In LOL world, there is a hero called Teemo and his attacking can make his enemy Ashe be in poisoned condition. Now, given the Teemo's attacking ascending time series towards Ashe and the poisoning time duration per Teemo's attacking, you need to output the total time that Ashe is in poisoned condition.
You may assume that Teemo attacks at the very beginning of a specific time point, and makes Ashe be in poisoned condition immediately.
Example 1:
Input: [1,4], 2 Output: 4 Explanation: At time point 1, Teemo starts attacking Ashe and makes Ashe be poisoned immediately. This poisoned status will last 2 seconds until the end of time point 2. And at time point 4, Teemo attacks Ashe again, and causes Ashe to be in poisoned status for another 2 seconds. So you finally need to output 4.
Example 2:
Input: [1,2], 2 Output: 3 Explanation: At time point 1, Teemo starts attacking Ashe and makes Ashe be poisoned. This poisoned status will last 2 seconds until the end of time point 2. However, at the beginning of time point 2, Teemo attacks Ashe again who is already in poisoned status. Since the poisoned status won't add up together, though the second poisoning attack will still work at time point 2, it will stop at the end of time point 3. So you finally need to output 3.
Note:
- You may assume the length of given time series array won't exceed 10000.

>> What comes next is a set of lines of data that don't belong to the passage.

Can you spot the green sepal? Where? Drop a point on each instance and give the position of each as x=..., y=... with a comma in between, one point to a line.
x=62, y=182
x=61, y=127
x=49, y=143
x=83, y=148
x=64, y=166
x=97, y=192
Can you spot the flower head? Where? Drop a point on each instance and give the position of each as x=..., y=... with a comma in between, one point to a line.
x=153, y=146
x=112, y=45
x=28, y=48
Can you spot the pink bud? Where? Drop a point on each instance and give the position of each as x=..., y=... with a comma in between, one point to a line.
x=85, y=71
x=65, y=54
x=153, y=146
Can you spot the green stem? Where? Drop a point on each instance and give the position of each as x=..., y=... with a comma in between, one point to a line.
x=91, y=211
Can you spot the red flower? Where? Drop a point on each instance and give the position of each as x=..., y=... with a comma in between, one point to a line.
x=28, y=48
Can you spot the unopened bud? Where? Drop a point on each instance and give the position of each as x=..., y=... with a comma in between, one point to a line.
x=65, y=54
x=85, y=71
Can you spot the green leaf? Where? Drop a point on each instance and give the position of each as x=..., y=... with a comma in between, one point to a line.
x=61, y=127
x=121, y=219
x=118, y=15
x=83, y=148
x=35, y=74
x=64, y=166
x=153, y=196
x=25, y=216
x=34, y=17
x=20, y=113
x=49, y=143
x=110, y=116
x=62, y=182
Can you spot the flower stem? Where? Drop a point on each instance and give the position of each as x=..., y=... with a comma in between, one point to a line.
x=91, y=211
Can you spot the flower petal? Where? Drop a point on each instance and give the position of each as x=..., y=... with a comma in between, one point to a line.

- You may assume the numbers in the Teemo's attacking time series and his poisoning time duration per attacking are non-negative integers, which won't exceed 10,000,000.
class Solution { public int findPoisonedDuration(int[] timeSeries, int duration) { int res = 0; if(timeSeries == null || timeSeries.length == 0) return res; for(int i = 0; i < timeSeries.length - 1; i++){ res += Math.min(timeSeries[i+1] - timeSeries[i], duration); } return res + duration; } }
总结:
This is related to interval, but the question is bad for people don't play LOL.
Since we can restart attack at any time in timeSeries, to get the biggest time period we will re-attack at the last point, this is obviously.
Then we see if two are adjacent or overlapped, we only count the minimum of (the time interval, the duration period). Then add them together.